The Mexican lemon season started early for Pampa Store this year, and the volumes, quality and demand have been good so far. Pampa Store grows their lemons in the Tamaulipas region of Mexico, and this year they are expecting to export around 200 loads of lemons throughout the entirety of the season. They grow both organic and conventional lemons, but the main focus of the company is on the organic crop.
Lena Pushkaryova is the Commercial Manager for Pampa Store, and she explains: “In May we start with the off-bloom fruit, which is also called the ‘flor loca fruit.’ This is usually a short window, lasting about 3 weeks. Then the new crop is generally ready for harvest in July or early August. This year, because of the early start to the new crop season, we were able to provide a continuous supply of lemons starting from the flor loca fruit in May all the way through the start of the full season. This has been great because customers like to have a consistent, steady supply.”
Rains increase lemon sizes
The season so far has been progressing well, Pushkaryova shares. “There were some early concerns about a lack of rain, which could have had a negative effect on the crop, but this didn’t end up being an issue,” she says. “We’ve actually seen a good amount of rain from May through July, which has upsides and downsides. It’s good because it helps to increase the fruit size, but it also slows down the harvest and production process because we can’t go out to the fields on rainy days.”
The Mexican production peaks mostly on mid-size and smaller size lemons, while the US market presents good demand for the bigger 95-115 sized fruit. “While current availability of the large fruit is reduced, we expect to see the beneficial effect of the rains on the fruit size further on in the season, which should prove to be an asset in the market,” says Pushkaryova.
Strong market right now
Pampa Store’s main markets are in the US and Canada, and they are working on entering the European market. “We are doing trials to ensure the logistics will work well when we transport the lemons to Europe. We’ve had successful trials with air shipments, and are currently trialing the ocean freight, but we are confident that this will prove to be successful. Opening the European market will help ease the US market during the end of the year, when it can often get overloaded with imported fruit as the domestic seasons begins,” Pushkaryova explains.
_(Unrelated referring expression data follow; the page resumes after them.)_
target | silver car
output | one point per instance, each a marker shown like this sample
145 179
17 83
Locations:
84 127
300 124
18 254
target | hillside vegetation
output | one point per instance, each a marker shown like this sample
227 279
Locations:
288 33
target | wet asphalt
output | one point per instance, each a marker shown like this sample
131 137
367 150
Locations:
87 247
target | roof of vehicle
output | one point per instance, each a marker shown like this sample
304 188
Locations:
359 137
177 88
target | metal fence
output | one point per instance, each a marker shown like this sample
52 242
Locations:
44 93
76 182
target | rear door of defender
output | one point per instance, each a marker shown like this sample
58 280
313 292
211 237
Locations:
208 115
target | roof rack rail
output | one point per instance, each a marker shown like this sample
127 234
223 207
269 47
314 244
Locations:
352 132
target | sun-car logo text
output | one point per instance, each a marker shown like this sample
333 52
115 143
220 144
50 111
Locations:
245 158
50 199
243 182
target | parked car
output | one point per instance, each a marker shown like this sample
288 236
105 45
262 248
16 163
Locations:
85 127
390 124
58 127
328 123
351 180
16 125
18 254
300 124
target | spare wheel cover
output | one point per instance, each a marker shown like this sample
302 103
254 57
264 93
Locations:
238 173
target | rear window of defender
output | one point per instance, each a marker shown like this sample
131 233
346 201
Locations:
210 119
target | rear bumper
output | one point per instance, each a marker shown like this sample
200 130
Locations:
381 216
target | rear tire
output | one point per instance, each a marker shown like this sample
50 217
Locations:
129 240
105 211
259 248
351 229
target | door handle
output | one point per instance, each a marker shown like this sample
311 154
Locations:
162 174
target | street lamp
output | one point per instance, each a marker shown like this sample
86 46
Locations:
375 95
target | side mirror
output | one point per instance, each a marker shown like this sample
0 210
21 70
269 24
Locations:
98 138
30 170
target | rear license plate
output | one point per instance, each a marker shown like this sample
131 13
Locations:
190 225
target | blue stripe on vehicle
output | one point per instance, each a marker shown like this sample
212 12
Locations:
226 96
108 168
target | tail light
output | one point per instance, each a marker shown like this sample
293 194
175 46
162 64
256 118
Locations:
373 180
So far this season, Pampa Store has been shipping to the US. During the last week of July, they initiated exports to the Canadian market. Pushkaryova says: “Canada normally switches to Mexico in August after they finish their imports from South Africa. This season, South African sourcing has finished earlier which explains the earlier switch to the Mexican lemons.” The US market is strong for lemons at the moment. “The supply from the US domestic production is quite low right now, so the market is firm. There is good demand, especially in combination with the lower available volumes. The Mexican lemons are very welcome on the market at this time,” Pushkaryova says.
Good outlook for 2020 season
For Pampa Store, all their lemon programs have continued as usual, despite the overall industry disruptions due to the pandemic. “There were a few challenges with finding laborers, but overall we’ve been spared from any major issues. In fact, as a positive side effect of the pandemic we've noticed an increase in the consumer demand for citrus in general and lemons in particular as a good source of Vitamin C which is known to strengthen the immune system,” says Pushkaryova. The company did make an adjustment to their packaging in response to COVID-19: “We are working on offering 2-lb bags this season and doing the bagging in Mexico which will be more cost-efficient for our customers.”
“We are very enthusiastic about this new season and are proud of the quality of the fruit we offer to the market. We are working on advancing our social responsibility certification and we trust to achieve this goal by the end of the season. Overall, we have very good expectations for this 2020 lemon season,” Pushkaryova concludes.